T-Test (Independent Samples) — Compare Two Group Means with Statistical Confidence

You have two groups and a number you care about. Did the new checkout flow actually increase order values, or did you just get lucky? Is there a real salary gap between departments, or is the difference within normal variation? The independent samples t-test gives you a definitive, statistically grounded answer. Upload a CSV and find out in under 60 seconds.

What Is a T-Test?

The independent samples t-test answers one question: is the difference between two group averages real, or just random noise? It is the most widely used statistical test in both business and research, and for good reason — it is simple, well-understood, and gives you a clear yes-or-no answer backed by a probability.

Here is the intuition. Suppose you run an A/B test on your pricing page. Version A showed a price of $49 and version B showed $39. After a month, the average order value for Version A customers was $127 and for Version B customers it was $134. That is a $7 difference. But is it a real effect of the lower price point, or could you see a $7 gap just from normal customer-to-customer variation even if the two pages performed identically? The t-test calculates exactly how unlikely that gap would be if there were no real difference. If the probability is low enough (typically below 5%), you conclude the difference is real.

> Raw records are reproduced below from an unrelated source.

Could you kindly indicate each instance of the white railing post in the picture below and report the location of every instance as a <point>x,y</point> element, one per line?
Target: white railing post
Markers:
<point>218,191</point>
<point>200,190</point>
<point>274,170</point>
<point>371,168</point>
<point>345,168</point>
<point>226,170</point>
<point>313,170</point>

Mathematically, the t-test computes a t-statistic: the difference between the two group means divided by the standard error of that difference. The standard error accounts for both the sample sizes and how much variation exists within each group. A large t-statistic means the gap between groups is large relative to the noise, and the corresponding p-value tells you the probability of seeing a gap that large (or larger) by chance alone.

When to Use the T-Test

Use the t-test whenever you have exactly two groups and a numeric outcome you want to compare. The classic scenarios span every domain:

A/B testing. You split website traffic between two variants and measure conversion rate, revenue per visitor, or time on page. The t-test tells you whether the winning variant genuinely outperforms the loser, or whether the observed difference is within the range of normal fluctuation. This is the foundation of data-driven product decisions at companies of every size.

Clinical trials. A treatment group receives a drug and a control group receives a placebo. The t-test determines whether the treatment group's outcomes (blood pressure reduction, symptom improvement, recovery time) are significantly better than the control group's. Regulatory agencies expect this level of statistical rigor.

HR and compensation analysis. Compare average salaries between two departments, genders, or office locations. The t-test quantifies whether an observed pay gap is statistically significant or falls within normal variation given sample sizes and salary dispersion. This is critical for pay equity audits and compliance reporting.

Marketing campaigns. You ran Campaign A (email-only) and Campaign B (email plus retargeting). Compare the response rate, average order value, or customer acquisition cost between the two campaigns. The t-test prevents you from declaring a winner based on a difference that could easily be noise.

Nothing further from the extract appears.